‘End of oil’ narratives are misleading — in 20 years we’ll likely still be using a staggering 90 million barrels a day

This is the fourth and final in a series of columns exploring the potential impact of electric vehicles on oil consumption.

The world isn’t reinventing the wheel. But we’re changing how it turns, who it carries and where it’s going.

Over the next few decades we’ll be plugging in more cars, hailing and sharing them, and reminiscing about the good ol’ days of the steering wheel.

To be sure, these looming mobility changes are all exciting and impactful. But none of these nascent trends extrapolate easily into a narrative about “the end of oil,” a disruptive displacement of the fuel everyone loves to hate.

Contrary to armchair calculus, more electric vehicle (EV) sales do not equate to the world using less oil anytime soon.

In fact, whichever way you cut the spreadsheets, the numbers are pointing in the opposite direction. By 2030, less than 15 years from now, I expect around 400 million more internal combustion engines will accumulate into the global fleet of passenger cars – even after assuming that EV market penetration is accelerated with the heavy-handed help of governments around the world.

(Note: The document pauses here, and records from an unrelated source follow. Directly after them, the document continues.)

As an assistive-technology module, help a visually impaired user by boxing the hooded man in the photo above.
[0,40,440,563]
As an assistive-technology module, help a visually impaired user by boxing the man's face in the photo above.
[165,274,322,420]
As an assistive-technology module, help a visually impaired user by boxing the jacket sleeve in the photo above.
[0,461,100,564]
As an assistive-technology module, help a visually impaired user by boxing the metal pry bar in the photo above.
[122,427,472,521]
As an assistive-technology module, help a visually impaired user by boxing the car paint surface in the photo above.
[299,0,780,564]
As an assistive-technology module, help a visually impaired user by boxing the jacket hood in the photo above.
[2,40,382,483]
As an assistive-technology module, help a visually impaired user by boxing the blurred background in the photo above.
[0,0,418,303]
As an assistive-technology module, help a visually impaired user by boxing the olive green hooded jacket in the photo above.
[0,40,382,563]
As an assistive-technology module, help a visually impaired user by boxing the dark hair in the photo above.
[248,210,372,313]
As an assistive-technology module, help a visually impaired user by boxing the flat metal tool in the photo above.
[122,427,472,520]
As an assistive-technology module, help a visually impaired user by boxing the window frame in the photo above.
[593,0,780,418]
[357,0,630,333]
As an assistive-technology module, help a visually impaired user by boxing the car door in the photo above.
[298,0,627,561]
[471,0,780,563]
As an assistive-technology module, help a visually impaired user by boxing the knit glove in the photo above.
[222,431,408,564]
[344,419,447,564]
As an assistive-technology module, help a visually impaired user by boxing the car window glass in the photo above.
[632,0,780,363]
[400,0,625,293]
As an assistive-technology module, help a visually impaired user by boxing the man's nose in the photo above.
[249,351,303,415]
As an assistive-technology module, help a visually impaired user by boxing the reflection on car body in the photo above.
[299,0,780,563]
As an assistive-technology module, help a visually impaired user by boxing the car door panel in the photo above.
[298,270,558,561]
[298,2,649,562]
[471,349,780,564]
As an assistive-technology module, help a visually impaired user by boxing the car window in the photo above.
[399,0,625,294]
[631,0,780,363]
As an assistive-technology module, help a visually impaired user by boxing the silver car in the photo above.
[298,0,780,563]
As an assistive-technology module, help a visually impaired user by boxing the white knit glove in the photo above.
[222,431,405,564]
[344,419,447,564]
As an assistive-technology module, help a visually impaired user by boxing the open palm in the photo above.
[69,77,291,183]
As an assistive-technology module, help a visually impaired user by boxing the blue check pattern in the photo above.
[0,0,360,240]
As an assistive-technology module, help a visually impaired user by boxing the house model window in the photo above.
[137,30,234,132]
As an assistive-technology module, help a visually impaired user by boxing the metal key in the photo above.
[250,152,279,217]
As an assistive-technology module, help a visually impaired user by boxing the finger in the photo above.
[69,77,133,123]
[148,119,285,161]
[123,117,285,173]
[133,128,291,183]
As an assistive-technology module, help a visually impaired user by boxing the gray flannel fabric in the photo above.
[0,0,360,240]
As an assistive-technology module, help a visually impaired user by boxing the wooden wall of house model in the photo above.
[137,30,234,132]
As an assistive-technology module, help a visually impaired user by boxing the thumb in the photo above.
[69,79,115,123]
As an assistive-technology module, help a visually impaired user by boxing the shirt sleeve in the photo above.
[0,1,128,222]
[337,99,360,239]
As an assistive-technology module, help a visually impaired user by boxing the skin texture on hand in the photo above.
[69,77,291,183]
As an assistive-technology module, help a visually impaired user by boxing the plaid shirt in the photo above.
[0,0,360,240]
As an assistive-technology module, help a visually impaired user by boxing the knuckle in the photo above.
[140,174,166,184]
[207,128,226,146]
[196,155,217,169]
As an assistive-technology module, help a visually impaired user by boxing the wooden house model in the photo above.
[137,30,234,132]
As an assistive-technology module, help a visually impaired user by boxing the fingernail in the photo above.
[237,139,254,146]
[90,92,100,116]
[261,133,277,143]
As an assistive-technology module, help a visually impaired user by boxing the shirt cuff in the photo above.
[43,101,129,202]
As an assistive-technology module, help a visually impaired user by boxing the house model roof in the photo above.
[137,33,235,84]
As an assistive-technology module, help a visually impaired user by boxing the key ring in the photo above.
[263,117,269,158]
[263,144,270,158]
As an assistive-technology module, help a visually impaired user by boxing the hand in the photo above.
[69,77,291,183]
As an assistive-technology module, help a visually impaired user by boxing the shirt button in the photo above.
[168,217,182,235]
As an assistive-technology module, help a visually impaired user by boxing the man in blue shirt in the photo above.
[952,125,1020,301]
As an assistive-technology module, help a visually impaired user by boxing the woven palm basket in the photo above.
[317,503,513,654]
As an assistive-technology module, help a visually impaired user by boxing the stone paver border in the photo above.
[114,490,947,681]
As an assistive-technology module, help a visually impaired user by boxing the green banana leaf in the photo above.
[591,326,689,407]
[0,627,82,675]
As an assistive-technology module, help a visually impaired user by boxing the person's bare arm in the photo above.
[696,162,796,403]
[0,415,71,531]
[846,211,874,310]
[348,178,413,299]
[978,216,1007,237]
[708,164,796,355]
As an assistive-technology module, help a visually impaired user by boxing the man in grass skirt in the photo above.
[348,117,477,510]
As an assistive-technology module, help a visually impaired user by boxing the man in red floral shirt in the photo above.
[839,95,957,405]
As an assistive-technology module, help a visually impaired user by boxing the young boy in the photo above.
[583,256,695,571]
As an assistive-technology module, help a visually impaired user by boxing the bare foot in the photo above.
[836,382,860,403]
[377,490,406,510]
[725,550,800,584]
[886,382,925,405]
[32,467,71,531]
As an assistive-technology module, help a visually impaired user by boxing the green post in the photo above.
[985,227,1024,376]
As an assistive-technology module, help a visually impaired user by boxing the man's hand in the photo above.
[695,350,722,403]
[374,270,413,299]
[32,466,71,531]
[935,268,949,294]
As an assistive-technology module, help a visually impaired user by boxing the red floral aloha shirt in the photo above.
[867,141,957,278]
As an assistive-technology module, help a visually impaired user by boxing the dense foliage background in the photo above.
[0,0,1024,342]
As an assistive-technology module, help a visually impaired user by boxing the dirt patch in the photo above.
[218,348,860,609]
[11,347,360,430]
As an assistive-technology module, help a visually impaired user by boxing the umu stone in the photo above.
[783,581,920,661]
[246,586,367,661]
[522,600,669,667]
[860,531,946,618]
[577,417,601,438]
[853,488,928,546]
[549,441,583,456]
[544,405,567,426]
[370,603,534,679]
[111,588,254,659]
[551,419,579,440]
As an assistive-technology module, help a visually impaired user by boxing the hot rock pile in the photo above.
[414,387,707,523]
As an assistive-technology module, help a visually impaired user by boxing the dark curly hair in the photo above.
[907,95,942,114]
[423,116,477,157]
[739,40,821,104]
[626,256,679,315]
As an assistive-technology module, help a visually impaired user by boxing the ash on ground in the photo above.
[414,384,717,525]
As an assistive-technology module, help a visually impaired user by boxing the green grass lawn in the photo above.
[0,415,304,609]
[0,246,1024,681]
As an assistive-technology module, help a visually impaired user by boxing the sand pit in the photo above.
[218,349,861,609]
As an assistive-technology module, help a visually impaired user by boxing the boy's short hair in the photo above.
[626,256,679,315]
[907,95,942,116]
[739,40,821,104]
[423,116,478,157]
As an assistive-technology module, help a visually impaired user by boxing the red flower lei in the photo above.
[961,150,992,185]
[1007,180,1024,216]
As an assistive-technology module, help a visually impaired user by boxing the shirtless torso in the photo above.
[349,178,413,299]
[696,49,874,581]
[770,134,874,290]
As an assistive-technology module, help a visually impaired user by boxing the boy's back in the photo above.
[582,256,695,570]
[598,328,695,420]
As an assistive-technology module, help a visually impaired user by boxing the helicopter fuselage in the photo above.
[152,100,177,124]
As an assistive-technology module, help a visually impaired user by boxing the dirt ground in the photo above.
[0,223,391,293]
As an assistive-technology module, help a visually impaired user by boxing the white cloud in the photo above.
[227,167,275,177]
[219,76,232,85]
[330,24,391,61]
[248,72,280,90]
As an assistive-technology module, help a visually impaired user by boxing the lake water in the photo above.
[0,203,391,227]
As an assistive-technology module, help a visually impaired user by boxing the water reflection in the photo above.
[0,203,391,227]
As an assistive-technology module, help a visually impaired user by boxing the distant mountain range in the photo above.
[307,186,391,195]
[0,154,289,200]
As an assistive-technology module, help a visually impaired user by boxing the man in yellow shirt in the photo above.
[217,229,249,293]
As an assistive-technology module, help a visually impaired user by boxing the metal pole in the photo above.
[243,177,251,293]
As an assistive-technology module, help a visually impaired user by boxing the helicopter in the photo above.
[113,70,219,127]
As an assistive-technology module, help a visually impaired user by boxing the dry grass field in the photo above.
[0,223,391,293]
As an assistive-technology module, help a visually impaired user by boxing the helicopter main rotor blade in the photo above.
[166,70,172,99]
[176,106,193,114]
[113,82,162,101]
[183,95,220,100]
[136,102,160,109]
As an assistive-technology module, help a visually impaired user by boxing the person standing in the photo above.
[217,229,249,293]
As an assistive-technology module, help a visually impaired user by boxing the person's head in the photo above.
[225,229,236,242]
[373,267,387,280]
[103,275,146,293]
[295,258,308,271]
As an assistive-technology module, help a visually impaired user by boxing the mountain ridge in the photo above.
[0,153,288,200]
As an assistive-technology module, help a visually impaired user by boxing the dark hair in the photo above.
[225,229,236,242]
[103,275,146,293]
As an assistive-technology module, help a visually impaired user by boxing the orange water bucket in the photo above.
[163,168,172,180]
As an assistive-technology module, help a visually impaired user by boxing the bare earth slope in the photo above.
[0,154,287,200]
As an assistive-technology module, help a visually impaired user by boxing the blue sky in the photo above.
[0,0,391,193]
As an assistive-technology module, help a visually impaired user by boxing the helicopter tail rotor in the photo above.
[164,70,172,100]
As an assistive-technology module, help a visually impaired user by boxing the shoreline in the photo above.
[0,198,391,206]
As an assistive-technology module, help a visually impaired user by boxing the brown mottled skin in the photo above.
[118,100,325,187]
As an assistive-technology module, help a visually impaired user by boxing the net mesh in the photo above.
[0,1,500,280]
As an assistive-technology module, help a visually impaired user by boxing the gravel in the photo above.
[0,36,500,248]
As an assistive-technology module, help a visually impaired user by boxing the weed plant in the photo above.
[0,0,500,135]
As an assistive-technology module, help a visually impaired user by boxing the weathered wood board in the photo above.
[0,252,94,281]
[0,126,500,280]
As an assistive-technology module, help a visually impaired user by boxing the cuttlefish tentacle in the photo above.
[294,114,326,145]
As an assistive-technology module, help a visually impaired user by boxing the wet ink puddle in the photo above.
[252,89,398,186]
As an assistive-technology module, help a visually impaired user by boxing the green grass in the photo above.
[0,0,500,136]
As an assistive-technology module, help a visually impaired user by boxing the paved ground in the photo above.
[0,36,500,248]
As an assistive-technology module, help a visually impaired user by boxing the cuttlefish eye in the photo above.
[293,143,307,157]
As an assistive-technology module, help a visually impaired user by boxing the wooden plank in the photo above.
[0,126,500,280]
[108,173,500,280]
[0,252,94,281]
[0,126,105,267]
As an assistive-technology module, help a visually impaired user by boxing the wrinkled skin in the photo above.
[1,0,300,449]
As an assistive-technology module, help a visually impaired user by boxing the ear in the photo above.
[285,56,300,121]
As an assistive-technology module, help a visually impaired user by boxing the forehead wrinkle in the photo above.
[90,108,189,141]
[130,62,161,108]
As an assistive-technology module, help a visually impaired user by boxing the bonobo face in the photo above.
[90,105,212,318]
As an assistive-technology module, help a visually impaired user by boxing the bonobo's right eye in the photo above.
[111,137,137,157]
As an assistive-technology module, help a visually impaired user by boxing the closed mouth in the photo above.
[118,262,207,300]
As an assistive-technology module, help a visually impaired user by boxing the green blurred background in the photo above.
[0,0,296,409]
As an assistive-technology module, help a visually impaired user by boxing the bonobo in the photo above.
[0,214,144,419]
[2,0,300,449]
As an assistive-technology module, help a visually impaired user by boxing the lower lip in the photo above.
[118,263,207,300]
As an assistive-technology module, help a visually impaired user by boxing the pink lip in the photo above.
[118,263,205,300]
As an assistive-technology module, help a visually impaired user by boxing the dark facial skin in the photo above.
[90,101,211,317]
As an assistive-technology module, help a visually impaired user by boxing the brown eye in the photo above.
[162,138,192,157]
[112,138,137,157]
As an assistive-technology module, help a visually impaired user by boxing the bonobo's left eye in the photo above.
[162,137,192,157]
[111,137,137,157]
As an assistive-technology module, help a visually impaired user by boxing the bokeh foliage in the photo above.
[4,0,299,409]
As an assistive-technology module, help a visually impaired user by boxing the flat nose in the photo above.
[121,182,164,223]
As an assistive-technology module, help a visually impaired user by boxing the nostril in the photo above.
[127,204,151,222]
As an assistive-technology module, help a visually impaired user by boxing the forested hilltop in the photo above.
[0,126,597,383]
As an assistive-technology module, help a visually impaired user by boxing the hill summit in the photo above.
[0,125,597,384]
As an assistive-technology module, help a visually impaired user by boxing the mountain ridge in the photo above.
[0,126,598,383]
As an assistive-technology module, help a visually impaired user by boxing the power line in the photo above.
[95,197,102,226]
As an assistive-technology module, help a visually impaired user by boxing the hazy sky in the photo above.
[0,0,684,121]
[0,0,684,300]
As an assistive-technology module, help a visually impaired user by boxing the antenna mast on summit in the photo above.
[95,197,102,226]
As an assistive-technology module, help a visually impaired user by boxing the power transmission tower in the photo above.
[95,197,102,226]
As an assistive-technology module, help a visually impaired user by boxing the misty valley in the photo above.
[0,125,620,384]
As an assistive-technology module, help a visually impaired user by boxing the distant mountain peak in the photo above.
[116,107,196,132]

Here is an indication of the scale of vehicle accumulation: So far this year, to the end of September, over 70 million vehicles with internal combustion engines have been sold worldwide. Every new vehicle that’s sold lingers in the fleet.

Simplistic assumptions and analogies abound. A petroleum-powered vehicle is not like a cheap DVD or videocassette that gets pitched out the minute you buy a Netflix subscription. A car already on the road is an expensive asset –most often financed with debt – that’s put to work for as long as possible by a string of owners. What’s under-appreciated is that most oil-burning vehicles will resist going to the scrap yard, due to their stubborn and improving reliability (see my column Old Pistons Die Hard from October 16th.)

Another mythical assumption is that oil consumption is only about planes, trains and automobiles. At least 40 per cent of every barrel goes to other industrial uses, like heating, lubricating wheels (electrically propelled or otherwise) and petrochemicals. The developing world continues to computerize, mechanize, industrialize and all sorts of other suffixes that contain “-ize” that use more and more oil products beyond transportation. From shampoo to crayons and shoes, hundreds of household items contain refined oil products.

As a conclusion to my multi-part series on the impact of EVs on oil consumption, my figure this week shows the future of oil under three scenarios of substitution of passenger cars by electric vehicles, including the scenario that assumes that all countries will ban the sale of combustion engines by 2040. For conservatism, I’m also assuming growth in other non-transport segments will stagnate even though this is contrary to most current trends and projections.

A growing number of barrels are going to be demanded until at least the 2030s. It’s quite likely we will be using as much oil in the 2040s as we were in 2012 – a staggering 90 million barrels a day.

We can debate and squabble over whether our daily oil appetite will be 85 or 105 million barrels in 2040; or whether peak demand will occur in 2028 or 2038. These are distracting and somewhat moot metrics.

The reality is that a lot of oil is going to be consumed worldwide over the next several decades, with serious implications to pressing issues like climate change, geopolitics, energy security and investment to name a few. What is the point of misleading narratives about “the end of oil?”

For example, consider the pursuit of reducing global carbon dioxide emissions. Is that goal really being aided by harshly discounting the likelihood that consumers won’t displace their oil habit as fast as headlines suggest?

When it comes to thinking about future oil consumption, we don’t need to reinvent the wheel; we need to turn it in a different direction, away from numbers and timing that rely on more assumptions than lanes in a Texas freeway. Maybe we should focus on: What are the attributes we want from oil suppliers of the future? And equally, what are the accountabilities of oil consumers?